Dans la capitale espagnole, le duel à distance entre Neymar et le quintuple Ballon d’or Cristiano Ronaldo, 33 ans, sera toutefois particulièrement épié. Alors qu’il figure parmi les quatre joueurs (avec Thiago Motta, Dani Alves et Angel Di Maria) de l’effectif parisien à avoir remporté la Ligue des champions, le Brésilien espère supplanter médiatiquement son aîné portugais, meilleur buteur de l’histoire du Real (427 réalisations depuis 2009). D’où l’idée d’un passage de témoin qui se dessine avant cette joute.

« Neymar a l’obligation de briller »

Sur un plan économique et commercial, la performance du prodige brésilien contre le Real aura des répercussions évidentes pour le PSG, propriété depuis 2011 du fonds Qatar Sports Investments (QSI). En recrutant le natif de Mogi das Cruzes (région de Sao Paulo), les dirigeants parisiens ont fixé à leur entraîneur comme objectif minimal de hisser l’équipe en demi-finale du tournoi. Et surtout d’effacer les stigmates de la douloureuse élimination (0-4, 6-1) en huitièmes de finale, en mars 2017, contre le FC Barcelone, alors emmené par Neymar. En clair, le no 10 a pour mission d’exploser le plafond de verre qui circonscrit jusqu’à présent les visées européennes du PSG, incapable d’aller au-delà des quarts depuis son rachat par QSI.

« Neymar a l’obligation de briller à l’occasion de la double confrontation contre le Real, voire au-delà, car justement il a été recruté pour être le joueur qui ferait basculer le PSG dans une nouvelle dimension, ce que n’était pas Zlatan Ibrahimovic, estime Christophe Lepetit, économiste au Centre de droit et d’économie du sport de Limoges. Il y a donc une très forte pression sur lui pour tirer le PSG vers le haut et être ce fameux marquee player [footballeur star mais aussi décisif] que QSI attend depuis 2012. »

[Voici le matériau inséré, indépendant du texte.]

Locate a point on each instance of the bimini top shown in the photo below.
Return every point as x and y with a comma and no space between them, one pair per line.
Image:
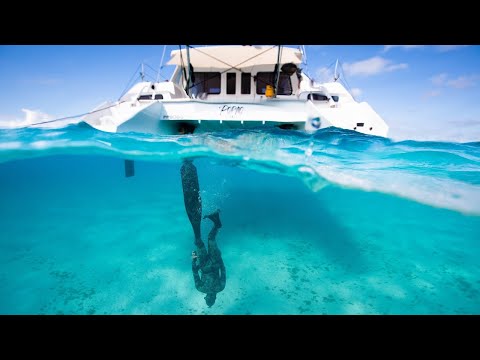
238,56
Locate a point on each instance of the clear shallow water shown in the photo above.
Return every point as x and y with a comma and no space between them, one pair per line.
335,223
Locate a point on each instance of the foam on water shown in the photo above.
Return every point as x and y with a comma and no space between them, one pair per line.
336,223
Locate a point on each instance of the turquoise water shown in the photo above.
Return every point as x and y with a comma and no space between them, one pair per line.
335,223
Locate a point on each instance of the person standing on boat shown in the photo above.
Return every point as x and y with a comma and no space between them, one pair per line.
207,265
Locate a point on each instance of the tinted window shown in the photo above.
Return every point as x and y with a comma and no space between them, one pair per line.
231,82
145,97
266,78
317,97
207,82
246,83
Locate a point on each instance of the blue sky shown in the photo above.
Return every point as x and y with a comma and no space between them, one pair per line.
426,92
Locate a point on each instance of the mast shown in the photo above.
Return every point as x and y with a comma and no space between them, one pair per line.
277,78
188,70
336,76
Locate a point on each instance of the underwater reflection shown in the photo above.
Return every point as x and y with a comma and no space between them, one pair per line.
207,264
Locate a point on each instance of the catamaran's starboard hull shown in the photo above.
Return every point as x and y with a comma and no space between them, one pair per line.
167,117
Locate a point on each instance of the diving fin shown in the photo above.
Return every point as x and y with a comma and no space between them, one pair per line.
129,168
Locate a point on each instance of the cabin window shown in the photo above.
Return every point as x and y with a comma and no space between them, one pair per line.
246,83
317,97
266,78
207,82
231,83
145,97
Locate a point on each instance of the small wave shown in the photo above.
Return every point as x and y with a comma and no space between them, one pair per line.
439,174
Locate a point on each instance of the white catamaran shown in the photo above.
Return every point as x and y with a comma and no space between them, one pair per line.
222,87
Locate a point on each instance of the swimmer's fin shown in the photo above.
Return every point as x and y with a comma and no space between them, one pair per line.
129,168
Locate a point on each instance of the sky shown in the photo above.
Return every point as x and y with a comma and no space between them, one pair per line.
423,92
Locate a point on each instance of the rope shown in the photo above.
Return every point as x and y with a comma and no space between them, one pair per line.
127,87
74,116
161,63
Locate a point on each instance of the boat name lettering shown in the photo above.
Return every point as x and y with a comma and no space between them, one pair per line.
231,110
172,117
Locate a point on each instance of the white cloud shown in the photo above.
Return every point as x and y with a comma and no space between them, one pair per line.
463,81
439,79
445,48
372,66
432,93
356,92
460,82
404,47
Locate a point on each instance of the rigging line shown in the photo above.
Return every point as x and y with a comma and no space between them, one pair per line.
74,116
344,78
161,63
183,64
126,88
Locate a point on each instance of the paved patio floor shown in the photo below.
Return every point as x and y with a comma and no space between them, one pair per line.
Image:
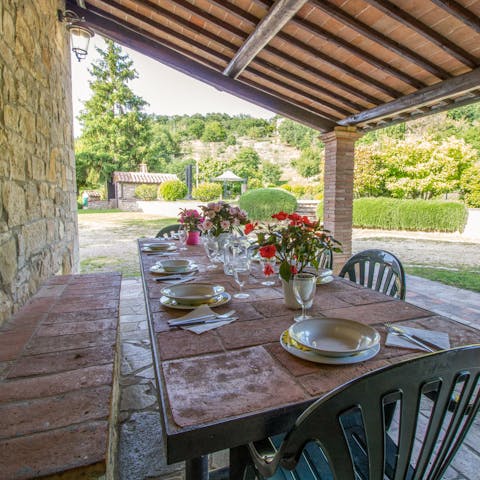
140,453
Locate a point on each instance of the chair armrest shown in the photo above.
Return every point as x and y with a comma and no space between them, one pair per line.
264,457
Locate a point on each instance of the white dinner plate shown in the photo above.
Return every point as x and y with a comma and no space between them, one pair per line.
311,356
157,269
334,337
222,299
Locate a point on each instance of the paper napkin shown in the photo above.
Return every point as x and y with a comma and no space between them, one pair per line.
204,327
440,339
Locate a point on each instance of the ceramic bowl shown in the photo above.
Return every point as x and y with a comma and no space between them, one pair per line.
334,337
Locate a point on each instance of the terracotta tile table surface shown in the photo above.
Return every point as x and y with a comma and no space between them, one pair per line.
236,384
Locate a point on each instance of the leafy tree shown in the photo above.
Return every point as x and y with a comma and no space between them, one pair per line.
214,132
297,135
310,162
411,168
116,133
246,163
209,167
271,173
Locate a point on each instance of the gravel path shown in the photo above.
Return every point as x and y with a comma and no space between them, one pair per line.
108,243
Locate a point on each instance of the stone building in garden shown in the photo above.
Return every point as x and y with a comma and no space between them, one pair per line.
125,183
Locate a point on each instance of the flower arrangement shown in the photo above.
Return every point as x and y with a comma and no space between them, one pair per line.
190,218
294,241
221,217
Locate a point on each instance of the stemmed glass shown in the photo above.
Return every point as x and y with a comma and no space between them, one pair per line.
210,244
304,286
182,236
268,271
241,272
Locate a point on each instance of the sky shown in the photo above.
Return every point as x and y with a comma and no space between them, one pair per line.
167,91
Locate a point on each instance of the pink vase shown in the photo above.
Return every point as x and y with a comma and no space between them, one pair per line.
193,237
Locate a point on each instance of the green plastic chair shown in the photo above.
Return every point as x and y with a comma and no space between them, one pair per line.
376,269
344,436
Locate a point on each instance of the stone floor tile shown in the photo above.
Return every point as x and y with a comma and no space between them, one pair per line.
141,449
135,357
137,397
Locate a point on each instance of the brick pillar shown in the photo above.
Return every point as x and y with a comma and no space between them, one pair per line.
338,186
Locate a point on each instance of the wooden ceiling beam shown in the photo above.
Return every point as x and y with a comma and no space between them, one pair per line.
247,17
281,12
153,23
460,12
425,31
358,52
287,86
377,37
434,94
115,29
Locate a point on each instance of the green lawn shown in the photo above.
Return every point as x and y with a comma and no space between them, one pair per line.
468,278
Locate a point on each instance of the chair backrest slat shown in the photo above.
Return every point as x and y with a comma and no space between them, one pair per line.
432,380
377,269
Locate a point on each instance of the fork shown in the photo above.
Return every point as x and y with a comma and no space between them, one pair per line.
393,329
209,318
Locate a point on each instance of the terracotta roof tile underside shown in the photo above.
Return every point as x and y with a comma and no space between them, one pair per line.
362,63
141,177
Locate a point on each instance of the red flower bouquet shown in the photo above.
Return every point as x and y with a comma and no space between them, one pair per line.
293,240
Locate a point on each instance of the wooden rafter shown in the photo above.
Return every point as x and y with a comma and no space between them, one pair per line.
459,11
280,13
411,22
358,52
114,28
247,17
368,32
434,94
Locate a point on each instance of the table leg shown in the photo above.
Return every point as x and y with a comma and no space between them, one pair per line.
197,468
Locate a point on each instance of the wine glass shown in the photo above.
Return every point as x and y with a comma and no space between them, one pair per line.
241,272
304,286
210,244
182,236
268,271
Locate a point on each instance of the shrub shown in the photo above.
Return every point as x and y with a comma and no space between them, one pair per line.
172,190
262,203
206,192
146,192
417,215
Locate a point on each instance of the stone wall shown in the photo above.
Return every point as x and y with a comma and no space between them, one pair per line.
38,225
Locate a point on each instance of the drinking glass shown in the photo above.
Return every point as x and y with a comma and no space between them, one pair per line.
304,286
241,272
182,236
268,271
210,244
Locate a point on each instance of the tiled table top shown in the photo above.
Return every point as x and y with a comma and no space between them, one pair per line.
56,374
235,384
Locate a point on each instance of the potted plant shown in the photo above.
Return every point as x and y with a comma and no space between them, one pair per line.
191,220
295,242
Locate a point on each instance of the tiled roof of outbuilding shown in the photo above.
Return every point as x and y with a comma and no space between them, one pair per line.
142,177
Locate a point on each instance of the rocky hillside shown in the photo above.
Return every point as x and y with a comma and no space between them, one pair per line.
271,150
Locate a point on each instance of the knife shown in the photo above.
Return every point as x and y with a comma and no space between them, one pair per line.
196,321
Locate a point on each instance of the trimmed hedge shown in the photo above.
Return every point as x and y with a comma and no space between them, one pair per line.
417,215
172,190
207,192
262,203
146,192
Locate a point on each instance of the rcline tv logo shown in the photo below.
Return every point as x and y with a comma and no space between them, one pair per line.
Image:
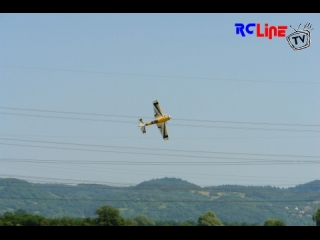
297,40
300,39
269,32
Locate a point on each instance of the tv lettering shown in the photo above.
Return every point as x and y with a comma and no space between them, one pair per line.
268,32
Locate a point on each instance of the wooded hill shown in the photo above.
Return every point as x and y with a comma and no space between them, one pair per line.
165,199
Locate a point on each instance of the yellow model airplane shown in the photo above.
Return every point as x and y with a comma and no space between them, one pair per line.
161,121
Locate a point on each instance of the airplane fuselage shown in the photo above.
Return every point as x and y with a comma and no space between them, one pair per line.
159,120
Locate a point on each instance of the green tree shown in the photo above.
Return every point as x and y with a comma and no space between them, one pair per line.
109,216
274,222
143,220
209,219
316,217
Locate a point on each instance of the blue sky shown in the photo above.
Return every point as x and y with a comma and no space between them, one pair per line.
194,64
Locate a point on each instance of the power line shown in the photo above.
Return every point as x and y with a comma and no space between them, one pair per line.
257,161
184,125
180,119
154,138
160,76
163,149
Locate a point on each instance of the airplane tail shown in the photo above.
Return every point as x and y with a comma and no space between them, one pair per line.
142,126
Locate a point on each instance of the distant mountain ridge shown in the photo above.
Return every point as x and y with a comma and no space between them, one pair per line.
165,199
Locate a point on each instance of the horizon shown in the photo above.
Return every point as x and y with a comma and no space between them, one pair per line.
245,110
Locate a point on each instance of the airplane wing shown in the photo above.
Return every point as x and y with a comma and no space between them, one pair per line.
163,130
157,109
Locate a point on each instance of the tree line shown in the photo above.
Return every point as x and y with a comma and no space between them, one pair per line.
110,216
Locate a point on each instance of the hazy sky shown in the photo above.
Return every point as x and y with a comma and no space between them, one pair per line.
197,68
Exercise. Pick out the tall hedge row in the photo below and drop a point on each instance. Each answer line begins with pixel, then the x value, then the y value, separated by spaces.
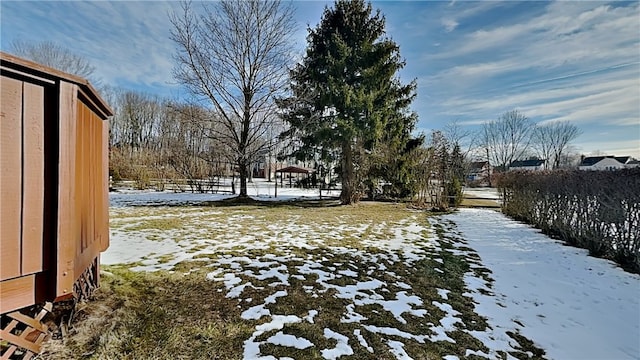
pixel 596 210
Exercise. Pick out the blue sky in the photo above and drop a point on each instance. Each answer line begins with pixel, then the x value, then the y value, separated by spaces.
pixel 575 61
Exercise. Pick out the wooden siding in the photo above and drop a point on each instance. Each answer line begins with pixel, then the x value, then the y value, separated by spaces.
pixel 53 184
pixel 33 179
pixel 22 190
pixel 84 211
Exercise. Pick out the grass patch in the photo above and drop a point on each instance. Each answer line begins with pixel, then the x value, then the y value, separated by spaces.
pixel 181 314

Visés par une enquête de l’Instance de contrôle financier des clubs dans le cadre du fair-play financier (FPF), les dirigeants du PSG espéraient que le recrutement de Neymar leur permettrait de revoir à la hausse ses contrats de sponsoring (Nike, Emirates) et d’augmenter leurs revenus (486 millions d’euros, à l’issue de la saison 2016-2017, selon le classement annuel de la Football Money League, établi par le cabinet d’audit Deloitte). S’ils doivent générer 75 millions de revenus d’ici le 30 juin, date de clôture de ses comptes pour être dans les clous du FPF, les hiérarques de QSI misent d’autant plus sur une belle performance de Neymar lors de cette double confrontation contre le Real Madrid.

Edinson Cavani et Neymar. / Christophe Ena / AP

Le rayonnement de la marque PSG

« Les répercussions d’une qualification seraient déjà importantes sur le plan économique à travers les primes que toucherait le PSG, encore plus si le club va loin, explique Christophe Lepetit. Si en plus cette qualification est portée en partie par Neymar, alors oui cela pourrait amener certains dossiers en cours à se débloquer, notamment la renégociation des contrats de sponsoring (équipementier, sponsor maillot) où se situent les plus grandes marges de manœuvre pour faire augmenter les recettes commerciales du PSG aujourd’hui. »

Désireux de diversifier leurs partenariats alors que les montants des contrats scellés avec des sponsors qataris (QTA, QNB, Ooredoo) sont actuellement scrutés par les experts du FPF, les dirigeants parisiens cherchent également à accroître le rayonnement du club sur d’autres continents. « Par ailleurs éliminer le Real en étant porté par Neymar permettrait de développer encore davantage la marque PSG à l’international et donc de valoriser cela dans les négociations futures avec les annonceurs », développe Christophe Lepetit. Autant dire que le Brésilien est au centre des enjeux du duel électrique entre le Real Madrid et le PSG.